Check out mystery writer, Patricia Gligor, at http://pat-writersforum.blosgpot.com.

August 20, 2014

Medicare and the brand new me

Saturday I officially became a really old person. My brand new Medicare card is in my wallet, my knees hurt when I go up stairs, I have a pair of reading glasses in every room, and I don’t know what photo bombing is. I knew I’d arrived when my six year old granddaughter was explaining that she went real bowling, not Wii bowling, and condescendingly explained that Wii was a game.


I’m writing this as I wait  twenty-five minutes for my Clairol’s Age Defy hair coloring to work. It is busy correcting the seven signs of aging hair. Who knew? I thought getting gray was my only problem.  But now I know that I must also worry that my once youthful tresses are apparently lackluster, coarse, frizzy, unruly, dry, and breakable.

Cosmetics manufacturers certainly know what they’re doing. They are acutely aware that baby boomers do not want to age gracefully. And so most of the various creams and lotions – and there are quite a few in my bathroom cabinet - have ‘age defying’ somewhere on the label. And if it’s not ‘age defying’, it’s ‘lifting’ or 'firming'. If I had just thought to pickle myself in my twenties, maybe I wouldn't have to use all this stuff.

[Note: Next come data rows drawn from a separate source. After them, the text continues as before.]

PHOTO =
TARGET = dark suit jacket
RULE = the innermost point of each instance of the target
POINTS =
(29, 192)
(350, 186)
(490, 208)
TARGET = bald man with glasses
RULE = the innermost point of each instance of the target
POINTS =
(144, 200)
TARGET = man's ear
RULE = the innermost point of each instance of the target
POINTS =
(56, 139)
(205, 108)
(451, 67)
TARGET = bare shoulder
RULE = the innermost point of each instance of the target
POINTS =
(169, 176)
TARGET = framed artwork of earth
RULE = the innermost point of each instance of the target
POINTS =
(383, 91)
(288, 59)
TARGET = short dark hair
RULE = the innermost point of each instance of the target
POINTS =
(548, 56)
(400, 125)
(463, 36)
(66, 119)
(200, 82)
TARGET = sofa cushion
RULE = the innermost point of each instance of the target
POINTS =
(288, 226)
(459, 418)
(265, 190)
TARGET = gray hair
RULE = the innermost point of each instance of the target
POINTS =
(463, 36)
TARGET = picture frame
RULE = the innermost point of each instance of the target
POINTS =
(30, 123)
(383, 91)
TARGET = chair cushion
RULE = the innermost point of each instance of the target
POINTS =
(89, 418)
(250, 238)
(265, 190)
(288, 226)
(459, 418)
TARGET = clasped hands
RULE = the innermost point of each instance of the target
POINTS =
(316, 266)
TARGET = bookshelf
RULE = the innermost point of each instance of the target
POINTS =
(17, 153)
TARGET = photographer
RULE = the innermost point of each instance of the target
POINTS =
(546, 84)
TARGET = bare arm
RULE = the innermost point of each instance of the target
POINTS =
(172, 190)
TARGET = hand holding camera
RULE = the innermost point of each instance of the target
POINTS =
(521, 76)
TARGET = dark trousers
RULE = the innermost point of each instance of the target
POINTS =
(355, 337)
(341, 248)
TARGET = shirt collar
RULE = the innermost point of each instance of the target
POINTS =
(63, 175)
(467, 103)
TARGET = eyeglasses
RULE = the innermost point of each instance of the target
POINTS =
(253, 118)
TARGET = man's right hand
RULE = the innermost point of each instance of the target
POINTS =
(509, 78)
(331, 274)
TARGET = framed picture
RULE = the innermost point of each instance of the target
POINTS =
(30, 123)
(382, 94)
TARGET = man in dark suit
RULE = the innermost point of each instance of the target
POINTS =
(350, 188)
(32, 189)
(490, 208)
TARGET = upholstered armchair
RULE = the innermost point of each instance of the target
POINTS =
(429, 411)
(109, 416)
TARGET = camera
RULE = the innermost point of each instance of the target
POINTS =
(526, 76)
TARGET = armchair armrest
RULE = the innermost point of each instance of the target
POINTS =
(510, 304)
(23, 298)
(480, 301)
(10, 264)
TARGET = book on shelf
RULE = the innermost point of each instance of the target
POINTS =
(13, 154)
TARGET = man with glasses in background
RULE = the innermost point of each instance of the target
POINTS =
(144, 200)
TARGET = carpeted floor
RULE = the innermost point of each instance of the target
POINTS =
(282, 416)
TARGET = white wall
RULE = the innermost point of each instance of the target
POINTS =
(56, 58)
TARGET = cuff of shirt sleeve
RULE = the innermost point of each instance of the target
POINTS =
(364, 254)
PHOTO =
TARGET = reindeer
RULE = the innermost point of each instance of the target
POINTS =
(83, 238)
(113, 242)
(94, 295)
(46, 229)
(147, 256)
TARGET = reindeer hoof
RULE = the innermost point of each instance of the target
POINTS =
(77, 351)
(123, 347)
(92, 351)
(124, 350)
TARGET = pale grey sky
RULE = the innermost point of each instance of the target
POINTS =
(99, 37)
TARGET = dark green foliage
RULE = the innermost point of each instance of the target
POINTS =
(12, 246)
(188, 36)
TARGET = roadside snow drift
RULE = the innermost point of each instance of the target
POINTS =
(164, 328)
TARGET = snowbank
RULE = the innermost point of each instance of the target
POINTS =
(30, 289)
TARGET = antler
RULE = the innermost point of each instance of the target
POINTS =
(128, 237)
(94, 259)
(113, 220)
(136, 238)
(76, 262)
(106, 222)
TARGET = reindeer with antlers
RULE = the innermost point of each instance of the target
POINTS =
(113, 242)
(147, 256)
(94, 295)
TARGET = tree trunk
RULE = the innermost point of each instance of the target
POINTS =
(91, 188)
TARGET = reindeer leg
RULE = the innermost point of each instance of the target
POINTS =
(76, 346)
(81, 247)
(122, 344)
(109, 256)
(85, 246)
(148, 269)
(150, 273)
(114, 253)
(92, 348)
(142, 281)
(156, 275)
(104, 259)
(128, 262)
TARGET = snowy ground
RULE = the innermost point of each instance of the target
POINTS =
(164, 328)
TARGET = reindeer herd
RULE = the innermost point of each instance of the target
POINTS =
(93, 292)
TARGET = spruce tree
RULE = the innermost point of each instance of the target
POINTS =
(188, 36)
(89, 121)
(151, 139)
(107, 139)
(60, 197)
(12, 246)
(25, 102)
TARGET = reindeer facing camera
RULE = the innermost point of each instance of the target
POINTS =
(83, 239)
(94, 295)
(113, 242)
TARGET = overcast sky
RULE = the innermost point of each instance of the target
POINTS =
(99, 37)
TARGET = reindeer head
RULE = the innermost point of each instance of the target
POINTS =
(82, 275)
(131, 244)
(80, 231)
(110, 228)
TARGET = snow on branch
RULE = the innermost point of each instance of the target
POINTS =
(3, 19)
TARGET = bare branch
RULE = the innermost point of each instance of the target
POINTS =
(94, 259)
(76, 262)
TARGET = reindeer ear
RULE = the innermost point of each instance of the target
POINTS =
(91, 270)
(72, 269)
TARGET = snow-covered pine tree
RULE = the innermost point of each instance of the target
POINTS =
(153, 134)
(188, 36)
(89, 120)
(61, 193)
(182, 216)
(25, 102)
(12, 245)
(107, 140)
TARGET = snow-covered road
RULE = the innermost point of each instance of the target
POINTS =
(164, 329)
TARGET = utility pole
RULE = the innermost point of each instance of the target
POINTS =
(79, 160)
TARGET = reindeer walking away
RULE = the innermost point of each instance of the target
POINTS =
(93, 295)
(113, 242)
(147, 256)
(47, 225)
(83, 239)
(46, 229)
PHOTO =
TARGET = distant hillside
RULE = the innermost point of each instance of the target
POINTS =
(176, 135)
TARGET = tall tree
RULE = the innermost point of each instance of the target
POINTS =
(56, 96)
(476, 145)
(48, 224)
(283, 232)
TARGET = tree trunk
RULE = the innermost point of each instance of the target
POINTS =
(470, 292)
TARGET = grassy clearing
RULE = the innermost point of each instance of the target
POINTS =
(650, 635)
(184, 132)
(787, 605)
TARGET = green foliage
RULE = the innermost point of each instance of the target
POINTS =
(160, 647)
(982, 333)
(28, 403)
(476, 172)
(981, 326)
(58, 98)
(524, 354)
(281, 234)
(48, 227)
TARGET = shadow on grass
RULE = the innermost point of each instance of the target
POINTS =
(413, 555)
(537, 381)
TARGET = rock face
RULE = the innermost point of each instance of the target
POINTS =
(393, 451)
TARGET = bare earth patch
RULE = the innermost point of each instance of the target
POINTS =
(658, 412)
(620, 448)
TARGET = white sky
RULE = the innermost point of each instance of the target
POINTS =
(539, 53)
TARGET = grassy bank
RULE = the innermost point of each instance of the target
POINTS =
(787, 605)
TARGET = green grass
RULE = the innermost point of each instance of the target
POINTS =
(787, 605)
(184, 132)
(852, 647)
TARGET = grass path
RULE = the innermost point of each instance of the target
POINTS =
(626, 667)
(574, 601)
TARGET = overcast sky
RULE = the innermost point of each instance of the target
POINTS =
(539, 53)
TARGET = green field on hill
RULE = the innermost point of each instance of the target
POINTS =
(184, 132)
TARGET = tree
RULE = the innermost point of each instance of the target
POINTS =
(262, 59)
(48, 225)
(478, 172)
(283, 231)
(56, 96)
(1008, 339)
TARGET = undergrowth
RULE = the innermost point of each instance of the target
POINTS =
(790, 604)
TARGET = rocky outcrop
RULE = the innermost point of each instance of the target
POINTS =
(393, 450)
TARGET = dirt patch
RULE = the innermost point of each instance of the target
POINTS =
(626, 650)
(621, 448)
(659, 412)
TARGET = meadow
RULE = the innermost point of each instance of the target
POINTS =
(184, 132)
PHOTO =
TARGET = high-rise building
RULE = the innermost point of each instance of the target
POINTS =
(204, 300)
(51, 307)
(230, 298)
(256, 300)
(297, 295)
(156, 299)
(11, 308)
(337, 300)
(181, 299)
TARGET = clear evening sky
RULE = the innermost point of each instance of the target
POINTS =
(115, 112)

Where did I go wrong? My mother used Pond’s cold cream and a smidge of lanolin for moisturizer and her skin was absolutely beautiful.

Oops! Time to see just how much age I have defied using this special coloring. Well, would you look at that? I appear to be ten years younger. Oh wait, let me put my glasses on. Oh dear. As Emily Litella would say, “Nevermind.”


*For you youngsters out there, Emily Litella was a brilliant, if often mistaken, spokeswoman for many SNL causes.